2. Materials and Methods

2.1. Sample Collection and Isolation of Genomic DNA

For characterization of αS1-CN5′ and to determine the variants/haplotypes among Indian zebu cattle, blood samples of 19 unrelated animals from 13 breeds from diverse agroclimatic zones were collected from their respective native breeding tracts. The selected breeds and their respective sample sizes (given in parenthesis) represented dairy {Gir (1), Tharparkar (2), Rathi (2), Red Sindhi (2), and Sahiwal (2)}, draught {Amritmahal (1), Kangayam (1), and Red Kandhari (2)}, and dual purpose {Deoni (1), Gaolao (1), Hariana (2), Kankrej (1), and Mewati (1)}. Genomic DNA was isolated by enzymatic Proteinase-K digestion (Sigma Chemical Co. St. Louis, MO, USA) followed by standard phenol-chloroform extraction procedure [20]. The quality of isolated genomic DNA was analyzed on SafeViewTM (NBS Biologicals Ltd., England) stained 0.6% agarose gel and was quantified through NanoView (GE Healthcare, UK).

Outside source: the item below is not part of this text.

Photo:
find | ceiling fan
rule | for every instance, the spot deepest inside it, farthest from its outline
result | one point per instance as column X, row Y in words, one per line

2.2. PCR Primers and Pmplification of αS1-CN5

Primer pairs αS1-CN-F1 (5′-CCAATCCAGATATTGAACCTGC-3′) and αS1-CN-R1 (5′-ATAGGAAAGTACCAATACTTGC-3′) were used to amplify a fragment of 1,639 bp including promoter, exon-I, and intron-I region of αS1-CN. The primers were designed through PRIMER2 software using cow genomic sequence data available at ENSEMBL database (BTAU 4.0:6). PCR reaction was performed in 25 μL reaction mixture containing 100-150 ng of genomic DNA, 5 p mole of each primer, 200 μM of dNTPs mix, 1X PCR buffer, 1.5 mM MgCl2, and 1.5 unit of Taq DNA polymerase (Invitrogen, Carlsbad, CA, USA) and was carried out in Mastercycler ep Gradient thermal cycler (Eppendorf, Germany) using thermal cycling conditions as initial denaturation at 95°C for 2 min, followed by 30 cycles at 95°C for 60 sec, 59°C for 45 sec and 72°C for 2.30 min with a final extension at 72°C for 10 min. The amplicons were electrophoresed through 1.2% SafeView stained agarose gel and were visualized under UV transilluminator.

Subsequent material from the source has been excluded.